As far as the pill bottle size, for me it is how many bottles I get. All the staff at Walgreens know my name. That is not a good sign. 😊
Hi!
I have been searching for that elusive balance my whole life and have discovered that I simply have to accept what is and adapt. We’re always changing and hopefully growing with each difficulty. Don’t dwell on being normal and make the best out of the hand you’ve been dealt! Embrace who you are right now and shine! You can do this! Try to let your Dad’s comments roll off your back and live in the truth about yourself. You know how to drive! Congratulations on driving on the freeway! It’s the little things that are big...you’re correct in being proud of yourself! Don’t be too hard on yourself. I hope you have a great day!!
I LOVE THIS COMMENT! The moment you let go of what you think "normal" is, and accept and adapt to what YOUR NORMAL is, it all becomes easier.

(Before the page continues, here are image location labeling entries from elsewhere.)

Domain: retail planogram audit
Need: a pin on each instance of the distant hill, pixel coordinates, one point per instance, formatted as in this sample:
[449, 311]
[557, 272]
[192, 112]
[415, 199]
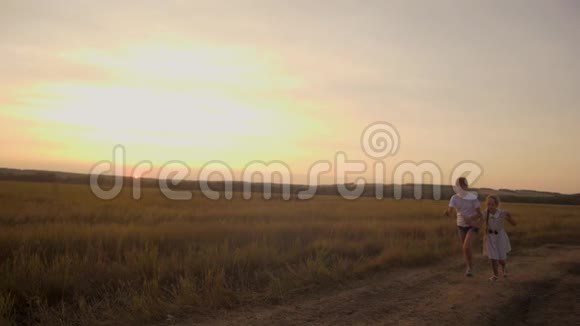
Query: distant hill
[507, 195]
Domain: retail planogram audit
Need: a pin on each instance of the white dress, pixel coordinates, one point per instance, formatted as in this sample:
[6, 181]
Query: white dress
[496, 244]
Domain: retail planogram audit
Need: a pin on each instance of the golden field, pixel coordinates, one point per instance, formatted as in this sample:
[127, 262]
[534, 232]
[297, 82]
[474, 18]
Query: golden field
[67, 257]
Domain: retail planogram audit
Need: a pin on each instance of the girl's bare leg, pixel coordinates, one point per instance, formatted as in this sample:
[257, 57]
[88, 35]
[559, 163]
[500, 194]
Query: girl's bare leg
[494, 267]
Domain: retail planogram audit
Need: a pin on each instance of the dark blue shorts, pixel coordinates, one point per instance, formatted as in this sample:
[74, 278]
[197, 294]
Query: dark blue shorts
[464, 229]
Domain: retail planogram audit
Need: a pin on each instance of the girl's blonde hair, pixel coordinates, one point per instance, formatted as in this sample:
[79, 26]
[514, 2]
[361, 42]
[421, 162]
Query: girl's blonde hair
[495, 199]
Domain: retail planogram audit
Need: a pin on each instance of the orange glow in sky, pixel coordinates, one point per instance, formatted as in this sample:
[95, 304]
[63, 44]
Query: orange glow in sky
[201, 80]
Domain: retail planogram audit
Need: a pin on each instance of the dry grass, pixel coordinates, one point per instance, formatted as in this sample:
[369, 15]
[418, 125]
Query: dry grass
[69, 258]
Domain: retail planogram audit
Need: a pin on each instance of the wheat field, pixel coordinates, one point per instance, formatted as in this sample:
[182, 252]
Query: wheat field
[67, 257]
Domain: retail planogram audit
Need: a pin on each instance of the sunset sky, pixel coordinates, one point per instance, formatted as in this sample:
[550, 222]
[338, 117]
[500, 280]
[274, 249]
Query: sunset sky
[495, 82]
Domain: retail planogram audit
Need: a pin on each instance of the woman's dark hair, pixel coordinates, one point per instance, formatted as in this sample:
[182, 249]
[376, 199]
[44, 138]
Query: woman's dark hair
[463, 182]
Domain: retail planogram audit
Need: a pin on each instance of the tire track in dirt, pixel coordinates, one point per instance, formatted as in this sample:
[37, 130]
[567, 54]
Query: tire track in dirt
[542, 288]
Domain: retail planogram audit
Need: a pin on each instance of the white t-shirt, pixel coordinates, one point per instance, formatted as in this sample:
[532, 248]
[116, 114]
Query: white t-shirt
[465, 208]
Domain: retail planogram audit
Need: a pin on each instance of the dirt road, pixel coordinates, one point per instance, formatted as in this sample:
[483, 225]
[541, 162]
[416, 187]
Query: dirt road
[543, 288]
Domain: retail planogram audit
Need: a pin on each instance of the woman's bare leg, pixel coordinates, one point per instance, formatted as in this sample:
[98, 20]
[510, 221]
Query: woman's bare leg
[503, 267]
[467, 251]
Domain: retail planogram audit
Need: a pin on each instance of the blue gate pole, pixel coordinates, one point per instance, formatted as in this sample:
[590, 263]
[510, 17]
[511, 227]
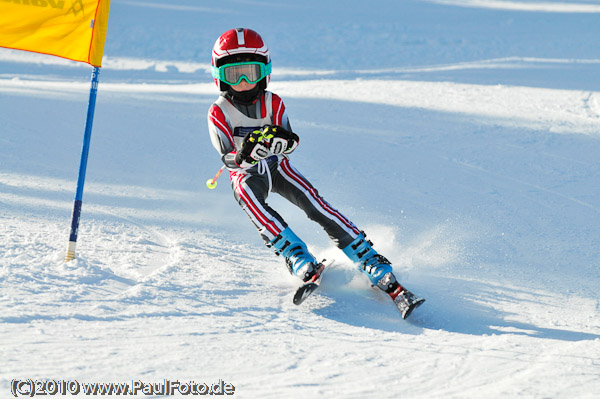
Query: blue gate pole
[83, 166]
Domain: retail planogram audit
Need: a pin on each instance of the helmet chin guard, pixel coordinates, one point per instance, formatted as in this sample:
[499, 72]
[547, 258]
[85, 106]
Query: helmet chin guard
[240, 45]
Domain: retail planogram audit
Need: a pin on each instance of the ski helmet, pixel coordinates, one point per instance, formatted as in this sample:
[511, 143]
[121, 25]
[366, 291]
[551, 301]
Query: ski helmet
[239, 45]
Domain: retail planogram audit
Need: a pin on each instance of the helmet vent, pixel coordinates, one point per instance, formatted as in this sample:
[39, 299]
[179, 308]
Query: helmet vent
[240, 32]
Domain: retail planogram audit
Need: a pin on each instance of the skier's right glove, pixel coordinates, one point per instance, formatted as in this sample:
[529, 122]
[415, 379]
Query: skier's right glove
[254, 148]
[281, 141]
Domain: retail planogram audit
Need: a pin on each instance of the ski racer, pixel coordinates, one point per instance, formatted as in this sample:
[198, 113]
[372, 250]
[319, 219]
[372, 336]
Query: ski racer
[250, 129]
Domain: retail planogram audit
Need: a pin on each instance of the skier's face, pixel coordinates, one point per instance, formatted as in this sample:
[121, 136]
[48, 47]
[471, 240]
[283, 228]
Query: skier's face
[243, 86]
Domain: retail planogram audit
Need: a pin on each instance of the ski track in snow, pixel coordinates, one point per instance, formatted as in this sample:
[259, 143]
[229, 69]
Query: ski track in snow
[482, 190]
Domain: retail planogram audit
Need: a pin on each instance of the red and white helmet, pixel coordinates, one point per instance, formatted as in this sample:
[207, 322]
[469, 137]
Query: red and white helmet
[237, 45]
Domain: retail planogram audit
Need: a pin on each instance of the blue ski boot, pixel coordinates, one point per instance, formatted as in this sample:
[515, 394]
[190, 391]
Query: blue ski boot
[377, 268]
[379, 271]
[299, 261]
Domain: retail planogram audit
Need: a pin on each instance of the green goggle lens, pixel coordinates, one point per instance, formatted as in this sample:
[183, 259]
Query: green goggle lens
[233, 74]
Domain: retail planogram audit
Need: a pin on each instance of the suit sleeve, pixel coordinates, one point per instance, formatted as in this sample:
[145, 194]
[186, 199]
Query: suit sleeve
[280, 117]
[221, 136]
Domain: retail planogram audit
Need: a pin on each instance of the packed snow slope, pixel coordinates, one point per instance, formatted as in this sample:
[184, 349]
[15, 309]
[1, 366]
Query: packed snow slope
[463, 136]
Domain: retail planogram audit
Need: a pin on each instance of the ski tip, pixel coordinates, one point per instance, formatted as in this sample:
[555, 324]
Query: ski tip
[303, 292]
[412, 307]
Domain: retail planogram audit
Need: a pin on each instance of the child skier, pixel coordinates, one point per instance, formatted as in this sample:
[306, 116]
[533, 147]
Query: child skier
[249, 127]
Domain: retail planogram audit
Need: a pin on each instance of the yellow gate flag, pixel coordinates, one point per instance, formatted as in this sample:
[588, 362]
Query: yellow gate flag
[72, 29]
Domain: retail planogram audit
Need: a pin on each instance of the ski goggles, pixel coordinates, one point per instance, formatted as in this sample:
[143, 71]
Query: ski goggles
[233, 74]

Easier to accept and love yourself, easier to take your medications, easier to find balance. And YES, she's right, driving on the freeway is huge! Be proud of yourself and your small victories.
Yes! That’s what it’s all about...taking baby steps to achieve those small victories one at a time, one day at a time!

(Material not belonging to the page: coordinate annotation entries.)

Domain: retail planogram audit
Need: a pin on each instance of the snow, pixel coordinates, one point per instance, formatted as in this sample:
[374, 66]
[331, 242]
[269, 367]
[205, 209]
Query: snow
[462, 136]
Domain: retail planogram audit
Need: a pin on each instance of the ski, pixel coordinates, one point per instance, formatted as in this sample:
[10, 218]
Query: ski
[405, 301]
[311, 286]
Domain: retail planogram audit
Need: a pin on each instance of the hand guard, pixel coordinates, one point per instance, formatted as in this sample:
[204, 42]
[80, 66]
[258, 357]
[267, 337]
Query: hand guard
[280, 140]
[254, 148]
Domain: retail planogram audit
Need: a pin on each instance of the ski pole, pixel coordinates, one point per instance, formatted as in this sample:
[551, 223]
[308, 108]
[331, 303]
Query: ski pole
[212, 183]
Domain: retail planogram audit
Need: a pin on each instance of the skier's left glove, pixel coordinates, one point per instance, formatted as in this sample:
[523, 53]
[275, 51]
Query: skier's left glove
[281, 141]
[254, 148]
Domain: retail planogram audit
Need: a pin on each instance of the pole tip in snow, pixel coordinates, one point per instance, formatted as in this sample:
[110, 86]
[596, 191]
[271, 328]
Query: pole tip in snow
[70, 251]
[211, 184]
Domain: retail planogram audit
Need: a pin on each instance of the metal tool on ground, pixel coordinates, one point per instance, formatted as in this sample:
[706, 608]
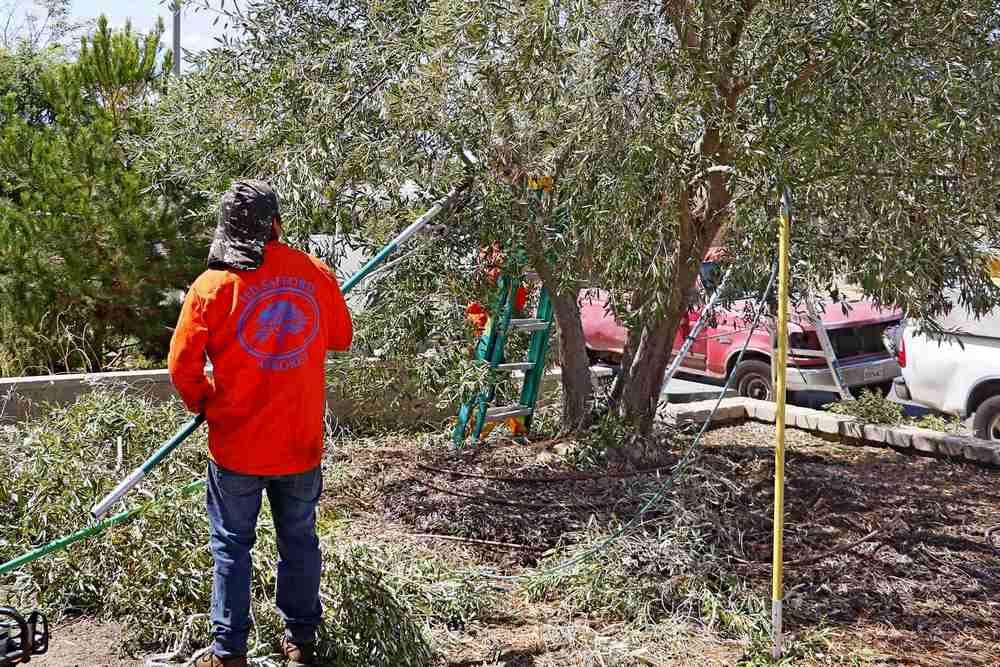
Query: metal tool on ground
[139, 473]
[22, 638]
[480, 411]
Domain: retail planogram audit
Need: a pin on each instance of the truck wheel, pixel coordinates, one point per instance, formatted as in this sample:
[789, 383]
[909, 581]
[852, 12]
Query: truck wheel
[752, 378]
[987, 420]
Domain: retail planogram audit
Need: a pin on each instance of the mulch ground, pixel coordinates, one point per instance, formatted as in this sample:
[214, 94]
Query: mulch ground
[886, 553]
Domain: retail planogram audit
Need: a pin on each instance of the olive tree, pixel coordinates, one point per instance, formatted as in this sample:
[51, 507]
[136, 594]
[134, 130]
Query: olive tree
[619, 140]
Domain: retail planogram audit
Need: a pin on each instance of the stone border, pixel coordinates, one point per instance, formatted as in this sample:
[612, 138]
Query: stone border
[919, 441]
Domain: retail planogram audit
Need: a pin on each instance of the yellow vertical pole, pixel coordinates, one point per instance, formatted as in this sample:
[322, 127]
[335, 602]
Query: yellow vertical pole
[777, 575]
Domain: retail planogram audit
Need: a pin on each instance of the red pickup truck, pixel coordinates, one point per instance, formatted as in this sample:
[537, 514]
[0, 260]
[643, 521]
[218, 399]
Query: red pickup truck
[857, 338]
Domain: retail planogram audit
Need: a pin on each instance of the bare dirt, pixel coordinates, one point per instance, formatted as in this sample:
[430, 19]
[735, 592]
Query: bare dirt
[886, 554]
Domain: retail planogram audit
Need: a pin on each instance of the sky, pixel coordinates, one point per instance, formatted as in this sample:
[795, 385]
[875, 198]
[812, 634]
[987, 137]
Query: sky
[197, 31]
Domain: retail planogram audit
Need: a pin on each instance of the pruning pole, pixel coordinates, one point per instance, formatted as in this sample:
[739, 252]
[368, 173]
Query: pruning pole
[126, 485]
[777, 574]
[84, 533]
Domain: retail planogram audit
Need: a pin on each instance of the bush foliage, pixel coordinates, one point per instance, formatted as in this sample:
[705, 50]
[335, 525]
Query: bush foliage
[153, 574]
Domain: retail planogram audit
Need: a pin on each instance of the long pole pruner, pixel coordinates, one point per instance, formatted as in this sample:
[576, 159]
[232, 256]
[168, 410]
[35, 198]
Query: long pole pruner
[190, 427]
[781, 364]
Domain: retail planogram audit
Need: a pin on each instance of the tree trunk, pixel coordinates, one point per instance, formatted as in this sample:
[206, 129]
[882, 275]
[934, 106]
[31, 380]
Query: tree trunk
[574, 363]
[641, 389]
[573, 359]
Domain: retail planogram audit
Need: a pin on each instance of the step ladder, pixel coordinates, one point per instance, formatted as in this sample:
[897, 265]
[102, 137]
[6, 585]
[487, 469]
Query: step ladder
[480, 411]
[826, 352]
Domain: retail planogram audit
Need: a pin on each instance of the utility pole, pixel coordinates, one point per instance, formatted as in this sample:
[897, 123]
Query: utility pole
[177, 37]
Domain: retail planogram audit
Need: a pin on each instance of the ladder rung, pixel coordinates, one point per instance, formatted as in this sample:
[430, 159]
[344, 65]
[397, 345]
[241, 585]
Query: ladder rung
[503, 412]
[516, 366]
[529, 324]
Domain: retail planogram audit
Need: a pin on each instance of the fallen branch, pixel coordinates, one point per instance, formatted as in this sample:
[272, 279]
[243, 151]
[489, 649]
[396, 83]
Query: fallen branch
[543, 480]
[469, 540]
[834, 552]
[493, 500]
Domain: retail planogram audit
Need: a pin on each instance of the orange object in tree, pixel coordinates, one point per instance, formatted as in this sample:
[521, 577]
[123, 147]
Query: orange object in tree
[266, 332]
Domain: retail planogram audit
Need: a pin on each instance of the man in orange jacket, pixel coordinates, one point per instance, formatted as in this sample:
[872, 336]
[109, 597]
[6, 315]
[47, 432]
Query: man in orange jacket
[265, 315]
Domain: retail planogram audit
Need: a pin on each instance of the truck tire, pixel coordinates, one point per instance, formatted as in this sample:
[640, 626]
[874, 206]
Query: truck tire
[987, 419]
[752, 379]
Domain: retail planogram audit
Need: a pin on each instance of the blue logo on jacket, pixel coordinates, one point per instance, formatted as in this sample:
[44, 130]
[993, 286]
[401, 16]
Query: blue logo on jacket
[278, 324]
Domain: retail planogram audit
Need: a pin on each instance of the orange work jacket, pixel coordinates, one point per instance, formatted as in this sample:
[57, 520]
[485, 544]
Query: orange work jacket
[266, 333]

I'm sorry you’re so sad with this disease many of us have too, and it's not your fault, it's chemical....but if your dosage does make you feel a bit better, than it's worth it. You may want to talk to your dad about being so critical....especially when you’re trying to concentrate on driving. Just remind him you managed to get him home okay, so you must be doing something right...and you would appreciate being told that too, and save the criticism for later, or not at all would be better.

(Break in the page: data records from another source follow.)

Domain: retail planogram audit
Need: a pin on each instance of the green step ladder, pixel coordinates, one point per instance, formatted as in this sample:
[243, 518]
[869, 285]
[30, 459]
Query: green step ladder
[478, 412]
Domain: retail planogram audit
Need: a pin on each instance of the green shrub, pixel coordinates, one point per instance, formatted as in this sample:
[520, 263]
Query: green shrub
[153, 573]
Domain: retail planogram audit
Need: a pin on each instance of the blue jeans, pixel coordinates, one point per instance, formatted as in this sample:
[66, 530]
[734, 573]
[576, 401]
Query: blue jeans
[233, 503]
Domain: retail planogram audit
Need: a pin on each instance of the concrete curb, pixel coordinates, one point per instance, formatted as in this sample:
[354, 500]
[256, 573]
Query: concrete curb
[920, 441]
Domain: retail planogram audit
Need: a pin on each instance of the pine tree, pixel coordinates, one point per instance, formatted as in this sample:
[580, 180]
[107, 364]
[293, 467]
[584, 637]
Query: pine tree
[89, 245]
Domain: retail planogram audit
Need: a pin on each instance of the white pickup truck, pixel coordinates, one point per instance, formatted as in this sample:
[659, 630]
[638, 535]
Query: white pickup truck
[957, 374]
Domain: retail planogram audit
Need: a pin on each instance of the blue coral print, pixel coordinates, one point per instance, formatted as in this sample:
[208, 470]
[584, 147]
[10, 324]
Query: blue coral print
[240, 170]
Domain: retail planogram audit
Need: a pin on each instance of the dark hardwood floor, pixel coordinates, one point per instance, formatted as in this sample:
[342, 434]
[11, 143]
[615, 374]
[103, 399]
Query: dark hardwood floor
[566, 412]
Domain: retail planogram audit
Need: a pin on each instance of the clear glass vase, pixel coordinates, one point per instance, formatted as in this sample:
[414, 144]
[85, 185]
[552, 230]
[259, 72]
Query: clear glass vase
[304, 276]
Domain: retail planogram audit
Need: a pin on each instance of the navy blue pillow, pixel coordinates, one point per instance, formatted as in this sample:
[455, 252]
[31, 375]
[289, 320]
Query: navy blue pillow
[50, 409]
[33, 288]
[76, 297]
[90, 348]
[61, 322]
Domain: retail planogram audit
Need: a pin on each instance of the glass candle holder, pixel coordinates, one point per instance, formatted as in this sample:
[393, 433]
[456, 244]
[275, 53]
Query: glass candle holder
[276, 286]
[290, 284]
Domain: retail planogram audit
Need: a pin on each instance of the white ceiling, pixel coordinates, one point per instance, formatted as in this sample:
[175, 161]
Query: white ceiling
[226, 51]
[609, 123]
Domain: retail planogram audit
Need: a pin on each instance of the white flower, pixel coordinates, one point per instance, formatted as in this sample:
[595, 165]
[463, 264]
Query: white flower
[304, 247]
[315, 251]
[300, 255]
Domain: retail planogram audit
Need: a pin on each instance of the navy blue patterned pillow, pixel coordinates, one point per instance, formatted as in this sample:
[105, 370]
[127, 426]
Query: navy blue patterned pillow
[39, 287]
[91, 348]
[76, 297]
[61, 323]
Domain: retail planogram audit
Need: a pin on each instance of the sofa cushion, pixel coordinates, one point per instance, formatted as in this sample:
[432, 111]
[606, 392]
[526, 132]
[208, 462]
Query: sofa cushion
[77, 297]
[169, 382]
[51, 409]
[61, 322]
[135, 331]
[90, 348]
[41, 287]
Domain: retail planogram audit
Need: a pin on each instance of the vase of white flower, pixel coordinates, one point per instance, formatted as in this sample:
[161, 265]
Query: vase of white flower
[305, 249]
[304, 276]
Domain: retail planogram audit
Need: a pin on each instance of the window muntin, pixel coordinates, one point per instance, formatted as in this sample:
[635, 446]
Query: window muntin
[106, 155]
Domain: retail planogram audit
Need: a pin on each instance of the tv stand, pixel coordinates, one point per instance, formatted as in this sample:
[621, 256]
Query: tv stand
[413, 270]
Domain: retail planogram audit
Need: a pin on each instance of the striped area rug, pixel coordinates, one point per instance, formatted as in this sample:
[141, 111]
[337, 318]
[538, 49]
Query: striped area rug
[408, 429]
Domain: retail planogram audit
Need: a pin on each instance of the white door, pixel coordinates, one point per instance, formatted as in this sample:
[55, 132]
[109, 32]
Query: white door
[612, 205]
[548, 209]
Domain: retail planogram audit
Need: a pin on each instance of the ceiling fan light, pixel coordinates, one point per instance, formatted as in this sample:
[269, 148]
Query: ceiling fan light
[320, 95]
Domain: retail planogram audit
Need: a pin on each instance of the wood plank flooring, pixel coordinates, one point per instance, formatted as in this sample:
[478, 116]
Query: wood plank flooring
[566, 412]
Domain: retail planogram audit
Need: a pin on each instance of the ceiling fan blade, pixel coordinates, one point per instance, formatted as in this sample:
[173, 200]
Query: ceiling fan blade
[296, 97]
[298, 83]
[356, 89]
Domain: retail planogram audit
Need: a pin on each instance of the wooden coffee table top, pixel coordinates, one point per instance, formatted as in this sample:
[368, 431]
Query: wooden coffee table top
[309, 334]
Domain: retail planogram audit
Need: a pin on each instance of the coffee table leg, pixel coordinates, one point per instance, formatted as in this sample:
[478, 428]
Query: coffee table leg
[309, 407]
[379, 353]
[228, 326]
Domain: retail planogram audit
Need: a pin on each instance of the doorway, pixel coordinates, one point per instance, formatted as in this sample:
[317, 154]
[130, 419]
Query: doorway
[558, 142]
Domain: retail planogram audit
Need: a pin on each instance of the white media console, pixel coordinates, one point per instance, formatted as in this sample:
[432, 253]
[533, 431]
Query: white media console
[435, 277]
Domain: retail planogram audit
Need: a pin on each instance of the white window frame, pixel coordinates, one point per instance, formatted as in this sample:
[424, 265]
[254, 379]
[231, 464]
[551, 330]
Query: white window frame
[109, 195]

Sorry you're feeling this way. Your psychiatrist is right, it might take a few weeks to feel the full effects of the medication, but I promise that if you push through the discomfort, finding the right medication can help you feel like yourself again. There is no shame in taking medication for depression or anxiety-or anything else, for that matter. If your regular doctor prescribed a medication to help with a heart condition, you'd take it without question. It's the same with these types of medications. I struggled with accepting I am now a person who needs medications to get through the day, but now that I've been on them for a while, I take them proudly. If it helps drag me out of depression and feel more like myself, I am willing to do whatever it takes. You can feel better, I promise.
exactly....I keep hearing how people are wanting to get off their SSRI's because it somehow taints them socially....the stigma of mental illness and having to take meds is a myth these days....it has to be....it's been too long the blame, and shame, and dimissing of those of us who are just wired a little different have had to endure for hundreds of years....
The best way to end the stigma is to talk about it, to normalize it! It's already normal for us haha, now it needs to be normal for everyone else.
I agree Teddyyyy...one way I think to do that is make it clear to everyone who suffers from depression is to stop thinking it is something you can control, or that it is your fault...this is just brain chemistry. People are simply wired this way. And if you take medication for it, stop making it about labels....it's like living with any other disease...we don't say we are dying from cancer....we are living with it....that's what a dear friend of mine told me how she viewed those precious years she had....living .... so too must we all who have been labeled....forget them....they are simply a tool to define what we need to do for treatment, but don't let labels define you. We are learning to 'live' with our disease.